4335AAD2-4104-48BC-8F26-127EB1102AF8-imageId=6cb0ef91-3fcc-4f19-a934-1d91fa716725We try to clear out the confusion about the screen flickering issue, or in other words – pulse-width modulation by posting as many articles as we can, related to the issue. We were also able to make a ranking system that assesses the negative impact on one’s eyesight and rank the screens accordingly. If you haven’t checked our PWM ranking, be sure to do so here or of you still don’t know what PWM is, read our dedicated article as well.
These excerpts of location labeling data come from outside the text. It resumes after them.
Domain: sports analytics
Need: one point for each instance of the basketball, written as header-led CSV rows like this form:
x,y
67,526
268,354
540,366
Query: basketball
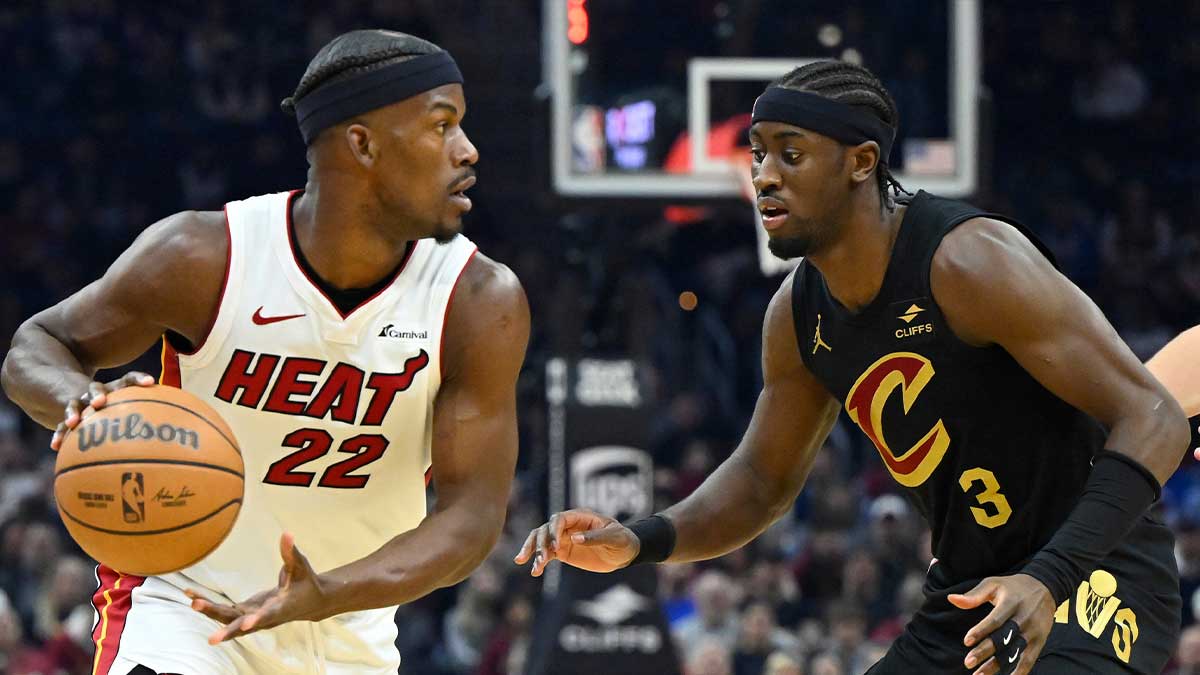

Anyway, the past 4 to 5 weeks have been great from PWM-free perspective. We were able to add some new notebooks to the ranking table that are either flicker-free or don’t have such negative impact on your eyes. Let’s start with Lenovo’s latest gaming addition – IdeaPad Y900 – which boasts no PWM at all. Our oscilloscope wasn’t able to detect any screen flickering regardless of the screen brightness level. The same goes for the Acer Aspire V17 Nitro Black Edition, which is a great reason to opt for the 17-inch variant instead of the 15-inch V15 Nitro since it uses PWM for screen dimming.

However, we came across notebooks that aren’t all that good for your eyes as well. In this category, we put the new Dell XPS 13, the new ASUS ROG G552VW (or GL552VW as they both use the same panel) and the Toshiba Portege R30-A. Interestingly enough, Dell’s offering has PWM across all brightness levels due to a system bug or faulty firmware, as our readers stated. The screen’s brightness and PWM levels can be greatly adjusted if Dell releases a new firmware that fixes the issue, but for now, all we can do is wait.